Banyak orang mengecilkan nyalinya sendiri ketika ingin memulai sebuah usaha. Bermacam alasan yang membuat mereka menunda bahkan mengurungkan niat membuka usaha, ada yang mengatakan; ”Saya tidak punya uang untuk memulai usaha” tetapi dengan modal dengkul Ansori telah berhasil membeli sebidang tanah untuk didirikan rumah, dan memiliki mobil.
Logikanya, bisnis
pasti memerlukan modal uang, bukan modal dengkul. Jadi, mana mungkin
memulai bisnis dengan modal dengkul? Mungkin saja. Ingin tahu rahasianya?

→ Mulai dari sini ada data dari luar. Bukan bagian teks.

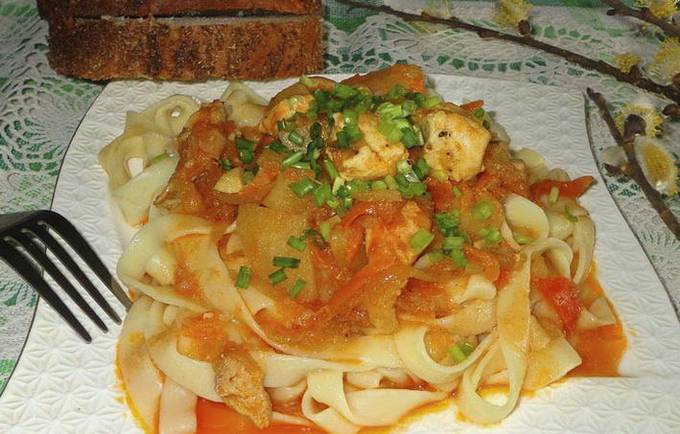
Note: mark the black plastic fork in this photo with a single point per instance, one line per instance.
(23, 239)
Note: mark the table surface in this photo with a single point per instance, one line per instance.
(40, 110)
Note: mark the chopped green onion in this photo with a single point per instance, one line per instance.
(315, 131)
(421, 168)
(344, 91)
(306, 81)
(333, 202)
(337, 183)
(449, 221)
(285, 262)
(420, 240)
(467, 348)
(302, 187)
(458, 258)
(490, 235)
(409, 107)
(409, 138)
(243, 277)
(523, 239)
(278, 276)
(482, 210)
(246, 150)
(397, 91)
(322, 193)
(224, 162)
(391, 182)
(285, 125)
(353, 132)
(347, 202)
(378, 185)
(350, 116)
(356, 186)
(292, 159)
(325, 230)
(295, 138)
(330, 169)
(295, 290)
(431, 101)
(388, 111)
(277, 147)
(453, 243)
(342, 138)
(304, 165)
(296, 243)
(403, 166)
(390, 130)
(413, 189)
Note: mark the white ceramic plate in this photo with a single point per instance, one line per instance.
(62, 385)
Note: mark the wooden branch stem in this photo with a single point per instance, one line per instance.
(634, 125)
(633, 77)
(644, 14)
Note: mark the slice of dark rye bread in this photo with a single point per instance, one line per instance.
(144, 8)
(189, 49)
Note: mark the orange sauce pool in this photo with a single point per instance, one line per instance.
(601, 349)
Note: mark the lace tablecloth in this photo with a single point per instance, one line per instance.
(40, 110)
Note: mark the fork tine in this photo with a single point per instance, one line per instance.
(69, 233)
(58, 276)
(23, 267)
(43, 234)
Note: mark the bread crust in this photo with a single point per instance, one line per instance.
(187, 49)
(144, 8)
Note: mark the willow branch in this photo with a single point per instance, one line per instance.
(633, 76)
(644, 14)
(634, 125)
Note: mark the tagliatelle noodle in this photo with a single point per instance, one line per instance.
(177, 413)
(513, 316)
(143, 380)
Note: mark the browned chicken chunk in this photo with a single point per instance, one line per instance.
(239, 382)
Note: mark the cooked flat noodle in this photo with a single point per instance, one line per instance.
(560, 225)
(193, 375)
(550, 364)
(372, 407)
(167, 117)
(584, 245)
(513, 315)
(143, 381)
(372, 379)
(144, 248)
(410, 343)
(475, 317)
(134, 198)
(286, 394)
(114, 158)
(525, 216)
(177, 411)
(597, 315)
(243, 105)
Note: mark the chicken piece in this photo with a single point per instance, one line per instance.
(400, 230)
(455, 142)
(239, 381)
(284, 110)
(377, 157)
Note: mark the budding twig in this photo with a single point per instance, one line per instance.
(633, 76)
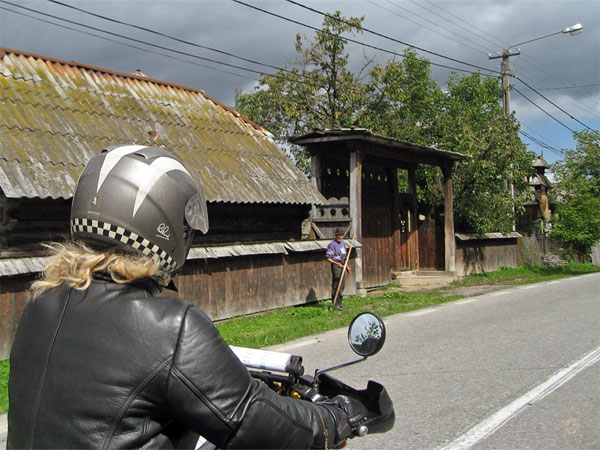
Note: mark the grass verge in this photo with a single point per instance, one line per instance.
(285, 324)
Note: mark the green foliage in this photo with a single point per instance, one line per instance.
(4, 371)
(292, 323)
(474, 124)
(576, 194)
(399, 99)
(286, 324)
(322, 93)
(576, 225)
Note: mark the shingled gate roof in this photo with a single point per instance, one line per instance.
(55, 115)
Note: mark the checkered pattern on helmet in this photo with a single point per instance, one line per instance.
(79, 225)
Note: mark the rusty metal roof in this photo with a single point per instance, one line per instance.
(55, 115)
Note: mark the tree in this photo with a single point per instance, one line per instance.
(576, 194)
(399, 99)
(323, 93)
(405, 102)
(473, 123)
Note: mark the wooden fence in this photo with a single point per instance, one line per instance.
(224, 282)
(485, 253)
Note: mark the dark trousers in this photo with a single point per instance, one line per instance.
(336, 273)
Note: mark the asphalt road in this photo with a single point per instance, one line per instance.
(513, 369)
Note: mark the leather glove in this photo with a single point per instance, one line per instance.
(347, 414)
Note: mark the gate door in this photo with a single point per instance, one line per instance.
(377, 224)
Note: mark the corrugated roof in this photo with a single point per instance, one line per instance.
(399, 148)
(55, 115)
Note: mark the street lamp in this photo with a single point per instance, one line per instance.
(505, 68)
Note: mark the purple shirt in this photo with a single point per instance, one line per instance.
(336, 251)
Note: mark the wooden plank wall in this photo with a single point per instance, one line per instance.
(223, 288)
(236, 286)
(485, 255)
(14, 296)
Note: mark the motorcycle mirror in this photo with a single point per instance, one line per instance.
(366, 334)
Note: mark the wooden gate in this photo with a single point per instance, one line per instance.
(431, 240)
(377, 224)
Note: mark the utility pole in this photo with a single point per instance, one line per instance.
(505, 69)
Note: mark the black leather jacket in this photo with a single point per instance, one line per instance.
(114, 366)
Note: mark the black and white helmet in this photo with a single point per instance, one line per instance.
(139, 197)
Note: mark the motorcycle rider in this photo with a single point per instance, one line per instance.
(99, 360)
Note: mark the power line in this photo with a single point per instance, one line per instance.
(371, 32)
(355, 41)
(555, 105)
(541, 109)
(276, 75)
(158, 33)
(539, 65)
(470, 25)
(423, 26)
(127, 45)
(135, 40)
(540, 143)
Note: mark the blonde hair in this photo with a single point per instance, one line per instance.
(74, 263)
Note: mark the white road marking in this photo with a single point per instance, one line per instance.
(421, 312)
(464, 302)
(488, 426)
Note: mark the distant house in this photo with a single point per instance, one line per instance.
(56, 115)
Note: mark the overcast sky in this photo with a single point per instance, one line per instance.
(562, 68)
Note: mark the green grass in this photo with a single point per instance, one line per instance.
(4, 370)
(285, 324)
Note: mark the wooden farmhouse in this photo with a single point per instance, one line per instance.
(269, 224)
(370, 181)
(56, 115)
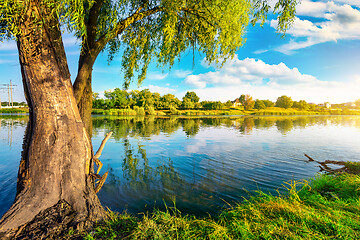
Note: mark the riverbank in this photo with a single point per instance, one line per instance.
(232, 111)
(325, 207)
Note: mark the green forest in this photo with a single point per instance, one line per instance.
(145, 102)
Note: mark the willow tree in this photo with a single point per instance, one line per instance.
(55, 173)
(161, 30)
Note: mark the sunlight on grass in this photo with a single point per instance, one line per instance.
(326, 207)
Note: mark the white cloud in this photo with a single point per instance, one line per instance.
(334, 22)
(156, 76)
(250, 71)
(161, 90)
(269, 81)
(182, 73)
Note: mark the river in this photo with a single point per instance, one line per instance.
(200, 164)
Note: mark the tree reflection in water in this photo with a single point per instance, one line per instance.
(138, 183)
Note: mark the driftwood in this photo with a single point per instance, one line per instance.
(101, 179)
(324, 165)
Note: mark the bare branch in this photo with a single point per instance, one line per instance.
(102, 145)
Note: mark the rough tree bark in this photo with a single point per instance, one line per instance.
(55, 169)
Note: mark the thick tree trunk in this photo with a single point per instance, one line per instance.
(54, 172)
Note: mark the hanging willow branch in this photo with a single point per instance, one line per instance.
(99, 164)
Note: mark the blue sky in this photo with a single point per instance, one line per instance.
(318, 61)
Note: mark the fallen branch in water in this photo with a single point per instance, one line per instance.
(99, 165)
(348, 167)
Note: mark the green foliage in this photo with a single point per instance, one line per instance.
(210, 105)
(157, 30)
(242, 99)
(192, 97)
(139, 110)
(259, 104)
(357, 103)
(228, 104)
(284, 102)
(327, 207)
(187, 103)
(302, 105)
(268, 103)
(248, 102)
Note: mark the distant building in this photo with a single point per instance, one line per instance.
(350, 104)
(326, 105)
(236, 103)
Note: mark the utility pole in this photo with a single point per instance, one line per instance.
(8, 95)
(12, 103)
(9, 88)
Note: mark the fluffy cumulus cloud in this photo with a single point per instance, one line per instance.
(161, 90)
(250, 71)
(335, 21)
(269, 81)
(157, 76)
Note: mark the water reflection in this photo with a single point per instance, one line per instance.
(202, 162)
(12, 128)
(205, 163)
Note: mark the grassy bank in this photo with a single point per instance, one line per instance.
(14, 110)
(326, 207)
(273, 111)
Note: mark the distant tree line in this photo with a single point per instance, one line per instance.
(122, 99)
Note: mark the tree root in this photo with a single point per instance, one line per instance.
(324, 166)
(57, 222)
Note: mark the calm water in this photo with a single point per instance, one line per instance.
(200, 163)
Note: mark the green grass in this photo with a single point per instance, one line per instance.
(14, 110)
(326, 207)
(271, 111)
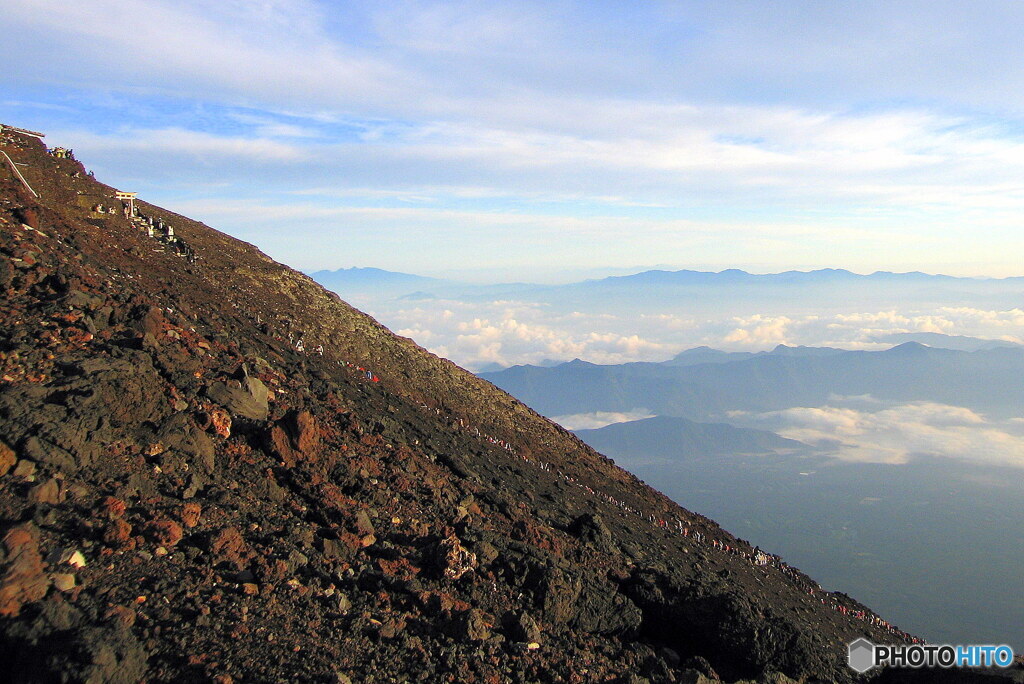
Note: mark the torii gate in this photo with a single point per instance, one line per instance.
(129, 198)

Ternyata memulai suatu bisnis tidak harus selalu diawali dengan uang.
Uang memang penting, tetapi ternyata bukan yang terpenting. Ada empat
modal dasar yang harus dimiliki jika ingin memulai suatu usaha, yaitu keberanian, percaya diri, keyakinan dan ketekunan.

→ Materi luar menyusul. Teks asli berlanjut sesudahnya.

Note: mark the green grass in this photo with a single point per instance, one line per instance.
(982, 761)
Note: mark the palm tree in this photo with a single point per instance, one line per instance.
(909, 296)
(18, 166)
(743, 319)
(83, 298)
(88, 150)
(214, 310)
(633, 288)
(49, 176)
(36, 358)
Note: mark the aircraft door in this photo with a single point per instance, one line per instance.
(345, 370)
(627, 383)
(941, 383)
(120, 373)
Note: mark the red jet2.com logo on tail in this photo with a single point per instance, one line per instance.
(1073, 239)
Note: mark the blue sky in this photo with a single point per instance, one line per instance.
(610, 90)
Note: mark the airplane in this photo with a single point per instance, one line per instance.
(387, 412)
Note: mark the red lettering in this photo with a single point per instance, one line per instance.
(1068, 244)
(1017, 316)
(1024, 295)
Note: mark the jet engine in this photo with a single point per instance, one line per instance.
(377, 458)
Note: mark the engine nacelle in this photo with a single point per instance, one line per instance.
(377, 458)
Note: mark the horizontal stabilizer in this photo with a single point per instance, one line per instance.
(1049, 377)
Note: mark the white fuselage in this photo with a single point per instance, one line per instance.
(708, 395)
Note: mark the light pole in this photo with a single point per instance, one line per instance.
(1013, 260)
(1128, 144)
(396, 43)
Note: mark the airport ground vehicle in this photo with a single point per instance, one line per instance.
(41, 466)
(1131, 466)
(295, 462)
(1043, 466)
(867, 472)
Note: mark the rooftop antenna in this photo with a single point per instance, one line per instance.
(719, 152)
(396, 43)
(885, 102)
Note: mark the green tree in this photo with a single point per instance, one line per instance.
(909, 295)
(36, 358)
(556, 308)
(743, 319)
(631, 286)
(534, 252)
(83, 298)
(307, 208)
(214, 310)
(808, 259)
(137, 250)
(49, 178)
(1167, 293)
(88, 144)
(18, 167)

Banyak orang mengecilkan nyalinya
sendiri ketika ingin memulai sebuah usaha. Bermacam alasan yang membuat
mereka menunda bahkan mengurungkan niat membuka usaha, ada yang
mengatakan; ”Saya tidak punya uang untuk memulai usaha. Saya belum
memiliki cukup modal untuk berbisnis.”. Padahal untuk action berbisnis
tidak perlu menunggu sampai modal besar datang. Usaha bisa dimulai
dengan modal ”dengkul”.
Sebut saja Ansori, alumni UIN Sunan Kalijaga Yogyakarta ini memulai usahanya di bidang Event organizer sejak tahun 2004. Hal menarik lainnya dari bisnis Ansori adalah tidak perlu mengeluarkan modal uang untuk penyelenggaraan acaranya.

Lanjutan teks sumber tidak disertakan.